Add expectations and variances in gold standard

[MansMeg]

We may be interested in gold standards expectations without actual gold standard draws. Hence we should add them as a separate slot that could be accessed.

This should include:
Mean, variances and covariance for all parameters based on 100 000 draws. Hence a new gold standard slot should be created.

[eerolinna]

Is the idea here that we can get more accurate expectations by using more samples? So we might have a gold standard with 10 000 draws but expectations computed with 100 000 draws?

Or is it more that for some posteriors we might have a way of computing accurate expectations but not accurate draws? I guess simulated posteriors also fall under this case as we can have ground truth expectations while the expectations computed from draws are only estimates.

[MansMeg]

Yes. Thats the reason. We could have much more accurate estimates of expectations and the covariance.

Good point. We should also add how the expectations were calculated.

[eerolinna]

So posteriors/8_schools.json might be something like this?

{
  "name": "eight_schools-eight_schools_noncentered",
  "keywords": ["stan_benchmark"],
  "model_name": "eight_schools_noncentered",
  "reference_draws_name": "eight_schools-eight_schools_noncentered",
  "reference_expectations_name": "something",
  "data_name": "eight_schools",
  "dimensions": {"theta":8, "mu":1, "tau":1},
  "added_by": "Mans Magnusson",
  "added_date": "2019-08-12"
}

(I'm using reference instead of gold standard here)

I guess the "something" in "reference_expectations_name": "something" could also be eight_schools-eight_schools_noncentered if we have separate folders for reference draw files and reference expectation files.

[MansMeg]

Exactly!

[eerolinna]

Here's some things that popped to my mind.

1

Lets say we have a posterior where the expectations computed with 100 000 draws are more accurate than the ones computed from a sample of 10 000 draws. Do we even want to expose the smaller sample?

One could argue that if the expectation with the smaller draws is less accurate then the draws do not represent the posterior well and should not ever be used.

1.5

Lets continue the previous case. We know that 100 000 draws gave a better result. Should we also try 1 000 000 draws to see if that gives an even better result?

2

Lets say we have a small posterior where storing large draws (lets say 100 000) takes less space than storing small draws (say 10 000) of a "normal-sized" posterior. For the small posterior the large draws gives a more accurate estimate than with small one. Should we just store the large draws (so 100 000) in this case?

In other words, do we want to have a fixed number of draws in the first place?

3

How can we recognize that an estimate is more accurate than another estimate? Sure it is more likely that a larger sample gives more accurate estimate but it is still possible that sometimes the smaller sample gives a better estimate. Or can we consider the chance of this to be small enough to be ignored?

[MansMeg]

There are different use-cases. So if you only want to check that you get the expectations right, then the larger sample is better. Storing expectations from 100 000 draws is also less costly (it only depends on the dimension). Although others may want to have draws from the posterior to, for example compute log_lik values for a subset of observations. @avehtari is working with writing down use cases now.
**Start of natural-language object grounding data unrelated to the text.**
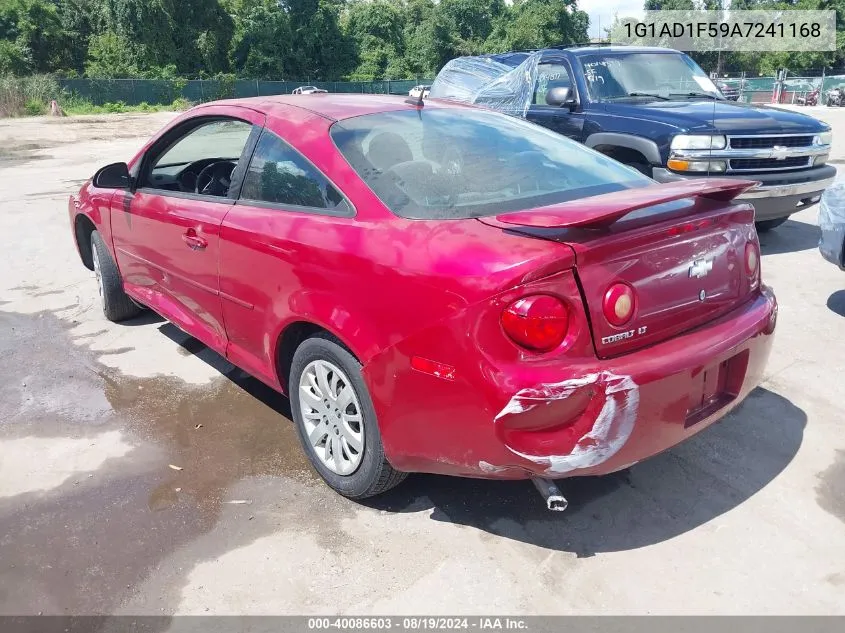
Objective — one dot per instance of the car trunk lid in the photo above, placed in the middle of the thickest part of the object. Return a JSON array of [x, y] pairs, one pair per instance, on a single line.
[[680, 247]]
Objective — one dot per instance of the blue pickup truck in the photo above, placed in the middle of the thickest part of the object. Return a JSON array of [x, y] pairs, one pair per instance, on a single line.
[[655, 110]]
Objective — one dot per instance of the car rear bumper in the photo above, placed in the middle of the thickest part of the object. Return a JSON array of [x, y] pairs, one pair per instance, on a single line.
[[577, 420], [779, 194]]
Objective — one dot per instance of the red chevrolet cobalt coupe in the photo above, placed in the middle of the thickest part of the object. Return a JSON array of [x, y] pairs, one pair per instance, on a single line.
[[438, 288]]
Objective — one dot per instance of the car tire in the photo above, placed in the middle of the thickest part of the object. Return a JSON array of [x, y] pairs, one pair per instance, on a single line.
[[764, 226], [117, 306], [371, 473]]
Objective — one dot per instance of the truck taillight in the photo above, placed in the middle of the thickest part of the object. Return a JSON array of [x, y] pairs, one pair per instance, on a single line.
[[618, 304], [537, 322]]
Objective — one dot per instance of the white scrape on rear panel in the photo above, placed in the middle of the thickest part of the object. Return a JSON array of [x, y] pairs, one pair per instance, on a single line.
[[610, 431]]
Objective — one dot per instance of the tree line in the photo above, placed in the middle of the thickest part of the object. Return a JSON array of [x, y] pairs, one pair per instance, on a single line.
[[360, 40], [271, 39]]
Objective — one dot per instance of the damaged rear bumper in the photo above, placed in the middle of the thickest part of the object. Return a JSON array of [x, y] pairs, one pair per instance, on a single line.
[[592, 418]]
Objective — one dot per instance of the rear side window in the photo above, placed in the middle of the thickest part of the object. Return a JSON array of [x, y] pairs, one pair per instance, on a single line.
[[550, 76], [278, 174], [436, 163]]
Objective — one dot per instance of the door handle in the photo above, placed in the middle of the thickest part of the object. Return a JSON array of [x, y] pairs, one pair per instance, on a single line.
[[193, 240]]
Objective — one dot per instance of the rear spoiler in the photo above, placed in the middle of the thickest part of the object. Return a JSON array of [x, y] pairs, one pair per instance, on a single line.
[[602, 211]]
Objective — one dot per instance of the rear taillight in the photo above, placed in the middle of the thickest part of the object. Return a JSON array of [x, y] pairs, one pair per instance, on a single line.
[[752, 259], [618, 304], [538, 322]]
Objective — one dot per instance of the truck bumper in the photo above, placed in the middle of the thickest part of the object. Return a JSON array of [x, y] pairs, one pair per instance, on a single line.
[[779, 195]]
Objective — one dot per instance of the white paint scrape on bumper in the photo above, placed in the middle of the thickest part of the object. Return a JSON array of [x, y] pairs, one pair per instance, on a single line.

1.5) The more draws the better. We need to set the bar for reference draws somewhere since there is a computational cost, especially for larger models.

2. Yes, to make it simple and straight-forward.

3. Using the MC error.

[eerolinna]

I probably explained 1. a bit poorly. What I mean is that

• We know that 10 000 draws doesn't give an accurate posterior mean (or some other expectation) for some posterior (this is because it is different from the mean obtained with 100 000 draws)
• Thus computing log_lik values from the draws won't be an accurate representation of the actual log_lik values (is this right?)
• So we should only expose the mean and not the 10 000 draws because using the draws is likely to result in wrong conclusions

As for 2. perhaps we should have a simple and straightforward guideline (10 000 draws are preferred) that we can deviate from if there's good reasons to do so. Maybe this is what you also had in mind?

[MansMeg]

1. The difference will (mostly) only be a difference in MC error. And with 10 000 samples the MC error is still very small.
2. Yes.

[eerolinna]

This is what I'm essentially hearing: 10 000 samples will have a small error compared to 100 000 and thus it's fine to use the smaller sample to compute log_lik etc. Yet 10 000 samples has too big of an error to compute expectations so we need to use the larger sample for that.

This sounds like a contradiction.

[MansMeg]

10000 samples is good enogh in most situations, 100 000 is better but would take up 10x space. There is no on-off here. Computing expectations and covariance with respect to 100 000 give a slightly better estimate but with no additional storage cost. Using 1000000 would be even better but we need to draw the line somewhere.

[MansMeg]

Expectations and Covariance
and the MCSE for expectations and Covariance.

• Implement batch method in posterior for MCSE estimation
• Add reference_posterior_moments and reference_posterior_quantiles together with their with MCSE.